# Candida again.....i think



## maryco (Apr 1, 2002)

Hi everyone

I have noticed that one of my wild pigeons i watch seems to be looking strange for the last few days, her crop hangs low (as if it is very heavy and full of something) She won't eat much and seems very tired and drained...
I had two pigeons before that had the same symptoms and it seems that i think she has a crop yeast infection, the only problem is that i can't catch her(i will try tomorrow again) after catching her there isn't much time since i took my other 2 pigeons to the rehab and they put them on antibiotic(which Fred and Ray explained to me that it is not proper, they should have put them on an antifungal or something) and they both sadly died....









I have also heard i could get some Nystatin, BUT where do i get that from is it from a vet or a pharmacy or something??

Any help would be much appreciated to help this poor young bird.

Mary

P.S This pigeon(Honey is her name) Roosts on my balcony at night with another 10 pigeons, and i will need to think of a way to CATCH her!!



[This message has been edited by maryco (edited June 23, 2002).]


----------



## fred2344 (Jan 9, 2002)

Mary,
There is not much to talk about unless you capture this bird. Is it dark enough outside at night to quietly go approach the pigeon and grab it with both hands very quickly? Pigeons are afraid of flying at night so if it is dark out, you may be able to do this.
We don't know what the problem is and can't easily and accurately diagnose it over the web. 
If this is candida (yeast), it has to be treated one way. If this is a sour crop, it has to be approached in another. There are so many other possibilities, who can really say right now?
See if you can capture this pigeon and then we can discuss it further.


----------



## maryco (Apr 1, 2002)

I really couldn't capture the bird at night because i have 5 hens out there( 3 with eggs and 1 with small babies and if i scarred them the babies may have died...)
Anyway i will put a trap out today....

Mary

P.S i put 1tsp of PLAIN BLEACH/Gallon and filled up the water bowl outside so she can drink it....it may help alittle..


----------



## maryco (Apr 1, 2002)

Fred do you mean Candida and Sour Crop are different??

I thought they were the same anyway i will get some Acidified Copper Sulfate (for Sour Crop)
Will that also treat Candida?

Thanks

Mary

P.S didn't catch the pigeon yet and she seems much much sicker today....












[This message has been edited by maryco (edited June 24, 2002).]


----------



## maryco (Apr 1, 2002)

I was checking at Siegel pigeons http://www.siegelpigeons.com 
About the sour crop products and i found this:

What should a fancier know about Sour Crop?

Sour Crop is also called Candida, or Thrush. It is a very common disease, caused by a fungal infection of the digestive tract. It’s often associated with excessive use of antibiotics.

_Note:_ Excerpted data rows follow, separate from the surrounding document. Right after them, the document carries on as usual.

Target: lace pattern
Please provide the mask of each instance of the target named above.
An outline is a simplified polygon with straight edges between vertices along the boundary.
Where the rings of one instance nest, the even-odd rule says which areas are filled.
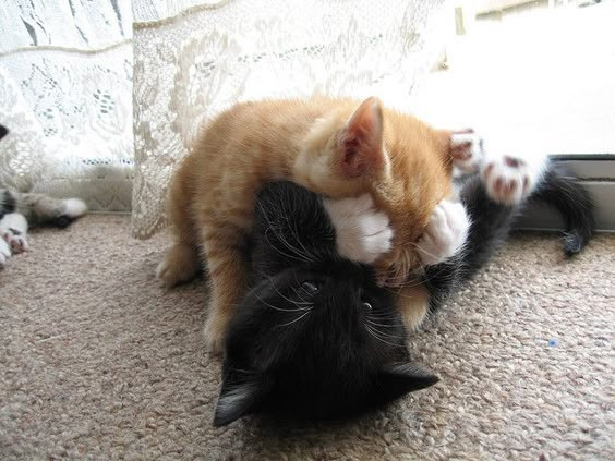
[[[130,9],[114,0],[2,9],[0,123],[10,133],[0,141],[0,184],[130,210]]]
[[[172,2],[177,3],[177,2]],[[237,101],[379,96],[411,108],[443,44],[444,0],[134,0],[133,234],[167,222],[165,198],[198,125]],[[176,5],[177,7],[177,5]],[[158,17],[156,17],[159,15]]]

Symptoms of Sour Crop include listlessness, loss of appetite, weight loss, a water-filled crop, and frequent vomiting. The vomit often has a very putrid odor. Sometimes in lesser cases, thrush will show itself as just small whitish spots in the throat, which can cause confusion with Canker. Another symptom, not often noticed, is feather pulling in adult birds. 

To prevent Sour Crop, avoid overcrowding, maintain a sanitary loft, and do not medicate indiscriminately, especially with antibiotics.

The medications that are available for Sour Crop is only the "Copper Sulfate" 
And i will try to order it soon!

Mary


----------



## fred2344 (Jan 9, 2002)

Mary,
The first thing I am going to say is that I could be wrong and if I am, somebody is going to set me straight on this but here goes:
Sour crop occurs when for whatever reason, the crop does not empty. This can cause bacterial buildup and a major crop infection including ulceration.
One of the significant symptoms is a large amount of acidic fluid building up. To try to save the bird, this fluid nust be gotten out and turning the bird face down and sqeezing out the liquid is called "Milking the crop." There is considerable risk involved with doing this as some of the liquid can go into the lungs. An antibiotic is vitally necessary in this situation.
Yeast infection, as far as I know is something different. We all have yeast cells in our systems. The immunity system and good gut bacteria keep them in check. If anything happens to throw off this balance, the yeast cells grow to infection level. The toxins produced by the yeast can freeze the crop function. When a bird throws up, the first thing to be considered is yeast as a cause. One of the anti- fungals like Nystatin is required. 
I believe that sour crop and candida are two different illnesses although it is easy to see how yeast could cause sour crop as a secondary bacterial infection. I know that many books combine the terms and use them interchangeably.
If I'm wrong here, I certainly hope other folks post to this thread.


----------



## maryco (Apr 1, 2002)

Thanks Fred for explaining it all!!









I will try to catch her as soon as she comes to the balcony.. 

Mary


----------



## fred2344 (Jan 9, 2002)

Mary,
Here is a site that discusses sour crop. In reading through it, I get the impression that the term is generally used to describe any condition that freezes the crop, yeast being one of them and bacteria being another.
I also see that one of the symptoms of anything that causes it is liquid formation. If I'm reading it correctely, then the swollen crops you are seeing can't be diagnosed as definitely being yeast. I suppose that in the absence of a vet testing for what is wrong, it would be prudent to use both an anti-fungal and an antibiotic at the same time.
In giving younger pigeons an antibiotic when it was absolutely necessary, I asked my vet if I could combine it with an anti-fungal to prevent their sensitive systems to become open to yeast infection and he said that it was perfectly fine to do that. http://www.parrotsociety.org.au/vet/vet_05.html


----------



## maryco (Apr 1, 2002)

There is a product at Siegel that is called Digestal-" This product contains helpful lactobacillus bacteria, which are essential to maintaining good digestion. Digestal replenishes these bacteria which are destroyed during medication. "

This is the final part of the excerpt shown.